Movement Biomechanics, Institute of Sport Sciences, Humboldt-Universität zu Berlin, Unter Den Linden 6, 10099, Berlin, Germany.
Department of Kinesiology, Iowa State University, Ames, 50011, IA, USA.
BMC Musculoskelet Disord. 2023 Feb 1;24(1):86. doi: 10.1186/s12891-023-06195-2.
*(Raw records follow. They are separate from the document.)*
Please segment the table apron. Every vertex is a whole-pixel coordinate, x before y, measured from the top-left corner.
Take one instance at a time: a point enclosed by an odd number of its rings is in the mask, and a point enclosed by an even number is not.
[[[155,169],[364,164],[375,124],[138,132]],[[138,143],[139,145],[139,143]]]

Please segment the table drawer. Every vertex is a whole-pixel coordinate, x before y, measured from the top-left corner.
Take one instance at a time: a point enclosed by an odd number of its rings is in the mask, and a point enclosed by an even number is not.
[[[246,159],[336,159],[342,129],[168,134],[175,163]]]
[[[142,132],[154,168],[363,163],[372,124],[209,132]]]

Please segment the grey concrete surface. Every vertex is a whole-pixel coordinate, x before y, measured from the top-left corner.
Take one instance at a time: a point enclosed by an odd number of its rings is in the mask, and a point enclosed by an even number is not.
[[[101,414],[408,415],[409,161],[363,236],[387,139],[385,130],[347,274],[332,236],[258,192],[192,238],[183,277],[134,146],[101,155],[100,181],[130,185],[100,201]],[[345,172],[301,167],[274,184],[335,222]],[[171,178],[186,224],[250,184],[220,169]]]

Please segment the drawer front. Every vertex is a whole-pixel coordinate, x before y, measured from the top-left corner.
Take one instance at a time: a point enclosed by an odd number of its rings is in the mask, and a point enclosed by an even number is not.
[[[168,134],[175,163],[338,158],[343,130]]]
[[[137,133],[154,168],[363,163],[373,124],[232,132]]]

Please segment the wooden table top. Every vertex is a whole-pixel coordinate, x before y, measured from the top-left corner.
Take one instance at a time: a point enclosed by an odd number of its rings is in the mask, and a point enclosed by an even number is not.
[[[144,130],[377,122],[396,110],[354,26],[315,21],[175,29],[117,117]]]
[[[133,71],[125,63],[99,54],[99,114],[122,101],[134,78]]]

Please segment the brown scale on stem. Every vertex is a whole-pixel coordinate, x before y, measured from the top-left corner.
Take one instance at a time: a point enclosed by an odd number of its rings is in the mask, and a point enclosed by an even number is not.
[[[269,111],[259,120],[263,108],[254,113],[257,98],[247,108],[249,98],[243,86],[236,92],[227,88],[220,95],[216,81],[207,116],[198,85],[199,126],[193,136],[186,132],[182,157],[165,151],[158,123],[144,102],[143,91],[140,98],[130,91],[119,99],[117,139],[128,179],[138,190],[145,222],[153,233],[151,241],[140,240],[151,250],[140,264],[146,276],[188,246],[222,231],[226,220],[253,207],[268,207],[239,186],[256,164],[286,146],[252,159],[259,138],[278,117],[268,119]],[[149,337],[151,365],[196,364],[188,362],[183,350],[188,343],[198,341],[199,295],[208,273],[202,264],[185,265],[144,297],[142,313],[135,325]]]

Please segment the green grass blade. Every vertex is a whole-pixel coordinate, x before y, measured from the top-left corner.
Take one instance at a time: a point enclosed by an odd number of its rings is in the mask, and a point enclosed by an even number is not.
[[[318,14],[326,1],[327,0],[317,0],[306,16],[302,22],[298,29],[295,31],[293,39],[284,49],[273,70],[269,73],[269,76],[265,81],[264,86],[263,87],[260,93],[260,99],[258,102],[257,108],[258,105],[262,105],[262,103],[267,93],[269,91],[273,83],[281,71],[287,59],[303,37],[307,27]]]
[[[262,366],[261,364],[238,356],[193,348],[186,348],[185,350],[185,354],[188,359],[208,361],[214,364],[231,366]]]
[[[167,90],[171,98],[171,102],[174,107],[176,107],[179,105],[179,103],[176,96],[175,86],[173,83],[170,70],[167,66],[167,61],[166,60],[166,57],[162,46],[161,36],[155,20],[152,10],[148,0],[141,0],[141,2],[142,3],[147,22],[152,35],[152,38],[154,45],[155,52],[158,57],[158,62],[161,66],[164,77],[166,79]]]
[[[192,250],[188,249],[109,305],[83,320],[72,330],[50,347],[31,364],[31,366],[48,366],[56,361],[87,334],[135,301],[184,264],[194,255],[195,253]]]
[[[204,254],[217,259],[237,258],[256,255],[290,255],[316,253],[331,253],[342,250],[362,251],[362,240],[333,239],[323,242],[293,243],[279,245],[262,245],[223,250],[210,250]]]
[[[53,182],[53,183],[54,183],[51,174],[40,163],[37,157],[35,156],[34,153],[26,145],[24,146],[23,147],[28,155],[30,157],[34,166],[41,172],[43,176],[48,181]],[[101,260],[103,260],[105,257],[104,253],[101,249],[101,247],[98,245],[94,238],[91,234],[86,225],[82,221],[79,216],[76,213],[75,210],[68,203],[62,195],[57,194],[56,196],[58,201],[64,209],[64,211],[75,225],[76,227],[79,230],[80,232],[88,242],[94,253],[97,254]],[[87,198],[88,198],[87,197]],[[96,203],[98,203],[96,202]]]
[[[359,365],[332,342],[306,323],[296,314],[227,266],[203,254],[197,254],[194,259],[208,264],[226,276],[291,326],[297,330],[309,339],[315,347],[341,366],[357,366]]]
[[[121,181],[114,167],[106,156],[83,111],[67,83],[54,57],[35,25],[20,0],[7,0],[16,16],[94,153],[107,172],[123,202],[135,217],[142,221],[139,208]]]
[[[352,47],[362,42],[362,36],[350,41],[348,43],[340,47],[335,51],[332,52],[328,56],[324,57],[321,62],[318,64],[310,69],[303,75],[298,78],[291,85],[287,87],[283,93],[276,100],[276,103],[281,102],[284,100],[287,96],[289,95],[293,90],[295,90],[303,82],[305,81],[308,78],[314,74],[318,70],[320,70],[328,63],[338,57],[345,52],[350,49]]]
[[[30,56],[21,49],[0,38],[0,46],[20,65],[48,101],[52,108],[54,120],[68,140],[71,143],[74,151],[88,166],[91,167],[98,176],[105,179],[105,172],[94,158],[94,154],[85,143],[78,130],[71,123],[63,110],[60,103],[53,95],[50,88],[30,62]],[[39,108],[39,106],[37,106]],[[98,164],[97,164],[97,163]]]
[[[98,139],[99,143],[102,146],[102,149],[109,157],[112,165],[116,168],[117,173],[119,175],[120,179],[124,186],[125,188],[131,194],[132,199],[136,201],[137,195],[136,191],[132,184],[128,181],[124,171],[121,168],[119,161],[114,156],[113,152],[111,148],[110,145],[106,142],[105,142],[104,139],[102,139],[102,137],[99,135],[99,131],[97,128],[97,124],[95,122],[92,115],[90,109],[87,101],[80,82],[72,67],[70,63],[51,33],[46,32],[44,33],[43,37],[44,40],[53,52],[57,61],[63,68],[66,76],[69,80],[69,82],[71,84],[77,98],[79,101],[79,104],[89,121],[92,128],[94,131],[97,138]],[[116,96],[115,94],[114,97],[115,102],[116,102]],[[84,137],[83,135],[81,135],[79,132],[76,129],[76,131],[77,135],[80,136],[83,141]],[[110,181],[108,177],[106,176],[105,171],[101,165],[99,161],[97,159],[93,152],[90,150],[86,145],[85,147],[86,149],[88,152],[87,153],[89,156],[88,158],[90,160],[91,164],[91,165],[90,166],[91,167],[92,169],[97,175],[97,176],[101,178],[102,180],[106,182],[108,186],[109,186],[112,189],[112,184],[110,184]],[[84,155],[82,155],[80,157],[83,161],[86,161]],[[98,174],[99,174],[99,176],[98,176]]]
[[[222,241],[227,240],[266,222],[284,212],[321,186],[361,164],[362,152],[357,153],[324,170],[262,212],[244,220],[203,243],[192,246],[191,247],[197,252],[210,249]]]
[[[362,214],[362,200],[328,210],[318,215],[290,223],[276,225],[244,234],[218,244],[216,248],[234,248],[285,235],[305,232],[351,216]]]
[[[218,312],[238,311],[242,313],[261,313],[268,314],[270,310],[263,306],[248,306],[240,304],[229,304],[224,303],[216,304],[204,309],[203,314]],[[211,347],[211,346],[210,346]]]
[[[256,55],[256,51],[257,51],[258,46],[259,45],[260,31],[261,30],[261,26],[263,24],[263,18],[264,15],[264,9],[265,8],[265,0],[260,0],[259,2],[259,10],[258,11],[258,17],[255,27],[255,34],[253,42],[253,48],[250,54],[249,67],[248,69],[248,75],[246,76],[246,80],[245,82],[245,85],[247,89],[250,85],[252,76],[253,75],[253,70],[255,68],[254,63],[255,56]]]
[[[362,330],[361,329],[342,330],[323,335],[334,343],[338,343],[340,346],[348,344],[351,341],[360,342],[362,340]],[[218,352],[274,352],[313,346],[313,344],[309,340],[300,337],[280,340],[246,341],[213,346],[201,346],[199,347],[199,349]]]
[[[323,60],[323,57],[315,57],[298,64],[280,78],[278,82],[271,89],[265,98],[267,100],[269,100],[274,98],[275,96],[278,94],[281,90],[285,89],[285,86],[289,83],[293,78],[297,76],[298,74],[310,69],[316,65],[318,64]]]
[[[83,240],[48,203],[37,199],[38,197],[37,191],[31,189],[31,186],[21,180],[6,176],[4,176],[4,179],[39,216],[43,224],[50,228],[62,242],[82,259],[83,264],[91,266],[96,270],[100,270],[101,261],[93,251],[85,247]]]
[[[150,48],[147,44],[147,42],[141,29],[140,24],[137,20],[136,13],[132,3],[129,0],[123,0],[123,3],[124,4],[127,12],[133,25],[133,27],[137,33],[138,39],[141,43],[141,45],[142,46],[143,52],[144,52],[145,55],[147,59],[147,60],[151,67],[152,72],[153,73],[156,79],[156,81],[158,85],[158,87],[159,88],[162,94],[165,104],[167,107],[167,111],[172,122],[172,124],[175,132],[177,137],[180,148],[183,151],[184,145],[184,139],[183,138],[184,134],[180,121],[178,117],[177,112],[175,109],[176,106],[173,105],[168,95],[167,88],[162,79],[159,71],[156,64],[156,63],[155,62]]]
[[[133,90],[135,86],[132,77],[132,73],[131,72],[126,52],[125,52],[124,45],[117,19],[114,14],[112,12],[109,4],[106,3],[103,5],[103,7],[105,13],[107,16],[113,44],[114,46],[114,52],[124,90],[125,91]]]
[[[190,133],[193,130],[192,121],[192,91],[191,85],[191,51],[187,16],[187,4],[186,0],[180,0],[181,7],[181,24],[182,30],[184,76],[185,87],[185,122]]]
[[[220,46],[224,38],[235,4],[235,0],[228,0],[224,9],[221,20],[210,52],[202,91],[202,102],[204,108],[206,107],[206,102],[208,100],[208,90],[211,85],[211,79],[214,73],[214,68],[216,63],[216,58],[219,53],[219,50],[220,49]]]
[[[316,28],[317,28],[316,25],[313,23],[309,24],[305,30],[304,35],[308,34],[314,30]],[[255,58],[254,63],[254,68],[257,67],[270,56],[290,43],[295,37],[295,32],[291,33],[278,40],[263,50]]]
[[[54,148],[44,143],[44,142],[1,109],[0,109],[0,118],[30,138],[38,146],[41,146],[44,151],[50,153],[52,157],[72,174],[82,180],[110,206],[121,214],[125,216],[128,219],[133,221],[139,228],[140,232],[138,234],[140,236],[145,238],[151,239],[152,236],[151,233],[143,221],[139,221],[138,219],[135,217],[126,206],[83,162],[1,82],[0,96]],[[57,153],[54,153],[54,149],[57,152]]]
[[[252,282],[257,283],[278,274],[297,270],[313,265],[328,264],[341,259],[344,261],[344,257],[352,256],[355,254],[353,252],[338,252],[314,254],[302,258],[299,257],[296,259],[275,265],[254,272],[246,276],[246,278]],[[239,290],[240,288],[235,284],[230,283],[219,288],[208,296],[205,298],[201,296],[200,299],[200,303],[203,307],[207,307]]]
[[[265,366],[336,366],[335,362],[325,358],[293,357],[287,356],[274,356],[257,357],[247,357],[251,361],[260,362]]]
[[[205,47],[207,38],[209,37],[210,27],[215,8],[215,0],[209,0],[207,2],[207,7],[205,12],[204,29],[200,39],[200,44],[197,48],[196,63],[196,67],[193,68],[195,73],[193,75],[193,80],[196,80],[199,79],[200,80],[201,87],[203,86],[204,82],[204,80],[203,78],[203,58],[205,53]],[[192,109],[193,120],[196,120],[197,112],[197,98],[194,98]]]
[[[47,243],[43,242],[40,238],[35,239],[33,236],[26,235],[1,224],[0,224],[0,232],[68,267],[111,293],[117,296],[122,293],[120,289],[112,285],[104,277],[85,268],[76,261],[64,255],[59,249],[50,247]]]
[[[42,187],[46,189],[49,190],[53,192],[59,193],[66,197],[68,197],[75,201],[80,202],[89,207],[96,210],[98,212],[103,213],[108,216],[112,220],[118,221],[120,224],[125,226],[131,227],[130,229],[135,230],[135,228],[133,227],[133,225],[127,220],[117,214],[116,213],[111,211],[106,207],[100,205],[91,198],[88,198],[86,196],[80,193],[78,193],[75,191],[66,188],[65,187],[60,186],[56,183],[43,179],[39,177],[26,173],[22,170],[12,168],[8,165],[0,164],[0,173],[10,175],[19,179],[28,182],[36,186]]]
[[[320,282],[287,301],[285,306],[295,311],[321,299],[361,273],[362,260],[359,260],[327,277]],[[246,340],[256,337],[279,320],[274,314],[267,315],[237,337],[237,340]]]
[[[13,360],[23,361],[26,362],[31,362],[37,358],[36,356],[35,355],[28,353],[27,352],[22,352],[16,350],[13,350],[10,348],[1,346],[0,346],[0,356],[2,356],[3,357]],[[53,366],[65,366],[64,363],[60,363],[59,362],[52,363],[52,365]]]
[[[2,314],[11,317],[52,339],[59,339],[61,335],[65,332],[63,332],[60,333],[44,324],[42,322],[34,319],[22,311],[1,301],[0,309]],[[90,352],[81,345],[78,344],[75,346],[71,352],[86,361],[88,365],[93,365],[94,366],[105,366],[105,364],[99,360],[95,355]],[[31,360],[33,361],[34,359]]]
To determine the current evidence on artificial neural network (ANN) in prognostic studies of musculoskeletal diseases (MSD) and to assess the accuracy of ANN in predicting the prognosis of patients with MSD. The scoping review was reported under the Preferred Items for Systematic Reviews and the Meta-Analyses extension for Scope Reviews (PRISMA-ScR). Cochrane Library, Embase, Pubmed, and Web of science core collection were searched from inception to January 2023. Studies were eligible if they used ANN to make predictions about MSD prognosis. Variables, model prediction accuracy, and disease type used in the ANN model were extracted and charted, then presented as a table along with narrative synthesis. Eighteen Studies were included in this scoping review, with 16 different types of musculoskeletal diseases. The accuracy of the ANN model predictions ranged from 0.542 to 0.947. ANN models were more accurate compared to traditional logistic regression models. This scoping review suggests that ANN can predict the prognosis of musculoskeletal diseases, which has the potential to be applied to different types of MSD.
确定人工神经网络(ANN)在肌肉骨骼疾病(MSD)预后研究中的现有证据,并评估 ANN 在预测 MSD 患者预后方面的准确性。本 scoping 综述按照系统评价和荟萃分析扩展的首选项目(PRISMA-ScR)进行报告。从成立到 2023 年 1 月,检索了 Cochrane Library、Embase、Pubmed 和 Web of Science 核心合集。如果研究使用 ANN 对 MSD 预后进行预测,则符合纳入标准。提取并绘制了 ANN 模型中使用的变量、模型预测准确性和疾病类型,并以表格形式呈现,同时进行叙述性综合。本 scoping 综述纳入了 18 项研究,涉及 16 种不同类型的肌肉骨骼疾病。ANN 模型预测的准确性范围为 0.542 至 0.947。与传统的逻辑回归模型相比,ANN 模型的预测更为准确。本 scoping 综述表明,ANN 可以预测肌肉骨骼疾病的预后,这有可能应用于不同类型的 MSD。